XVIII

Amaneció el 11 de Junio, revuelto y brumoso, y el aire traía un aliento cálido precursor del Levante. Como domingo, el Grao se adormecía en el descanso de las faenas comerciales. Triste es el día festivo, dígase lo que se quiera, en los puertos de mar; tristes el silencio y quietud de los muelles, las banderas izadas en los barcos sin ruido, los marineros endomingados, las embarcaciones menores, gabarras y botes, metidos todos juntos en estrecha dársena, y apretados unos contra otros dando cabezadas, como el rebaño dentro de las teleras... Así lo pensaba el bueno de Ibero, que después de divagar por los muelles, recorría todo el espigón hasta la farola... Hacia la mar ancha miraba, y no viendo lo que ver quería, tornaba a los muelles y se asomaba a las puertas de los cafetines próximos al puerto.
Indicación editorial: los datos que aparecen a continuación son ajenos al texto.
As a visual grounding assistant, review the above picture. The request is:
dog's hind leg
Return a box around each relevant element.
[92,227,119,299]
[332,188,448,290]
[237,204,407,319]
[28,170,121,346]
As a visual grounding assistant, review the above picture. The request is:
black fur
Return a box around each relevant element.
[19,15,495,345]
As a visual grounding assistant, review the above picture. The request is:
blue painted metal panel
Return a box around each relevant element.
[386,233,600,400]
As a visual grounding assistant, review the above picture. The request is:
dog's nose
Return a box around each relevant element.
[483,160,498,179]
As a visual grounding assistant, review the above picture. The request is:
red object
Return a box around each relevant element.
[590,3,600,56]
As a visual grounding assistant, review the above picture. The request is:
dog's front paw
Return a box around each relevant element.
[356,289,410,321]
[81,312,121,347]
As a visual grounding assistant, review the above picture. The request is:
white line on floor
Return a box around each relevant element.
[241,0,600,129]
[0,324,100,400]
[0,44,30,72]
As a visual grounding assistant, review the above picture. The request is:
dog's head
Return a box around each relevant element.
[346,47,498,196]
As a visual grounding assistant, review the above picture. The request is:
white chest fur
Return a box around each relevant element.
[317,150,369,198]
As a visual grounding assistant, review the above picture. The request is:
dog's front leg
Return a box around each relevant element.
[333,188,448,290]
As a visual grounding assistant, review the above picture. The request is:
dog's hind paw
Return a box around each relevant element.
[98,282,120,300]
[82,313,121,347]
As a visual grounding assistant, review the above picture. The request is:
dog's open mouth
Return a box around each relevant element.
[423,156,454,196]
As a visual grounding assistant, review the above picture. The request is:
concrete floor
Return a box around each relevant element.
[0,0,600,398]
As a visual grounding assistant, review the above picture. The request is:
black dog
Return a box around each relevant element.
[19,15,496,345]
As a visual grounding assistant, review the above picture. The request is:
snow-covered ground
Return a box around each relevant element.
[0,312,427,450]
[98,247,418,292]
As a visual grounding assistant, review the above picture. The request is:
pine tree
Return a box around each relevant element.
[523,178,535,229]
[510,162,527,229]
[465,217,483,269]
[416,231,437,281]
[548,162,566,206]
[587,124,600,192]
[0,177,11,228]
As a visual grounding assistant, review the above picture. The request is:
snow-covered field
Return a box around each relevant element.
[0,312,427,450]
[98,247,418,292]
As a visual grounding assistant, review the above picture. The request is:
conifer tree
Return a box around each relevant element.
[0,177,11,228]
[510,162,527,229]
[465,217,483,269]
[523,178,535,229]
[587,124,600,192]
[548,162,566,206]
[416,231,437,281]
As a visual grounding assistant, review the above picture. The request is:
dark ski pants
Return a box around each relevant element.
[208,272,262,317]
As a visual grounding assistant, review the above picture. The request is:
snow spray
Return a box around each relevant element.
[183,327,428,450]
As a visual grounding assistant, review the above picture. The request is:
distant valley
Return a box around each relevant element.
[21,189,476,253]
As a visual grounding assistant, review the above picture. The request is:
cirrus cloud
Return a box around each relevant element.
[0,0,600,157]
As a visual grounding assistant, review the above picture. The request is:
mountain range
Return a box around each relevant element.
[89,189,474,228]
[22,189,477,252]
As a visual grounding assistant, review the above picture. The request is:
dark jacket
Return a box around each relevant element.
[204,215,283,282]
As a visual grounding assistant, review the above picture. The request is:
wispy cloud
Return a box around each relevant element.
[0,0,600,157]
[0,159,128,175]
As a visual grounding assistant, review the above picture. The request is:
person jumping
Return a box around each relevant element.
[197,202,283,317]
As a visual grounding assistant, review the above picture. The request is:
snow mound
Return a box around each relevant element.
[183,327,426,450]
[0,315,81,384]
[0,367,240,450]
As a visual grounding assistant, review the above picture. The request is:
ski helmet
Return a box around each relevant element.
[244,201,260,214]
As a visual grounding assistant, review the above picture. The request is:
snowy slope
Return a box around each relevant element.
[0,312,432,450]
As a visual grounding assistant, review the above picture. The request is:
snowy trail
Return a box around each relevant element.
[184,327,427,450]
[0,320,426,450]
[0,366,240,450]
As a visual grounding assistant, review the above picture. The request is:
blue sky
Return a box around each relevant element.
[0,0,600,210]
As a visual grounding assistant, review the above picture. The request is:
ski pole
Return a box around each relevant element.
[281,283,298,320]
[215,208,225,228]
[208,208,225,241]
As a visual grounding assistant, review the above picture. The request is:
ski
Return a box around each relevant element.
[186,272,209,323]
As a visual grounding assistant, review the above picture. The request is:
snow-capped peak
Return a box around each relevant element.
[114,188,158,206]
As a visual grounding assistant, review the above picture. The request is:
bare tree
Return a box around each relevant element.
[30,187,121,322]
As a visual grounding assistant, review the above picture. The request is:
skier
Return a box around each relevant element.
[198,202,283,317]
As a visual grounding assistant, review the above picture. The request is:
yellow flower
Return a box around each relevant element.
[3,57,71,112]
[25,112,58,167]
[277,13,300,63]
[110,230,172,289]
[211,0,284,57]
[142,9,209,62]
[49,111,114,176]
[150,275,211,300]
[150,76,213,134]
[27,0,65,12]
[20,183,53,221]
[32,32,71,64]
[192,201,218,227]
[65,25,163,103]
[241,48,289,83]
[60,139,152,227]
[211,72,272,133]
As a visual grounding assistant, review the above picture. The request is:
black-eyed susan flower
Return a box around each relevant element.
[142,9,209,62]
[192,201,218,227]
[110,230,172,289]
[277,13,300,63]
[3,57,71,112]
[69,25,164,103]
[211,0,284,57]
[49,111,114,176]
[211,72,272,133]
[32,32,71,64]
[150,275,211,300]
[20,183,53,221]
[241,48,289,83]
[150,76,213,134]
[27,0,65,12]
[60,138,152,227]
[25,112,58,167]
Bien decía su rostro la impaciencia y ansiedad que turbaban su ánimo: buscaba en la mar un barco, en la tierra un hombre, y ni hombre ni barco parecían. Ocurrió que por la mañana bien temprano salió su patrona al patio, despeinada y ojerosa, y con el tono más desconsolado le participó que la cosa había salido muy mal... ¡Qué desdicha! ¿En qué estaba Dios pensando?... A poco llegó el señor Leal, también desgreñado, la boca torcida, borrachos de insomnio los ojos y el pensamiento, tartajosa la palabra, el ánimo espantable; y encarándose con Ibero como si tuviera éste la culpa del fracaso de la cosa, le escupió estos terminachos: «¿Qué haces aquí, gandul?... ¡Oído a la caja... marchen! Cada uno a su puesto... Verás: cojo una estaca y te... Corre y di que atraquen... ¿Está listo el falucho? Que atraquen... Ya estás corriendo... ¿Pero aún estás aquí, bigardo?... ¿A que te rompo en las costillas el palo de la escoba? ¿No me has oído? El falucho... embarcar... corre... Que atraque... playa del Cabañal, fotre; Cabañal, ¡contrafotre!... ¡Corre y vuelve a decirlo, con cien mil fotres!...».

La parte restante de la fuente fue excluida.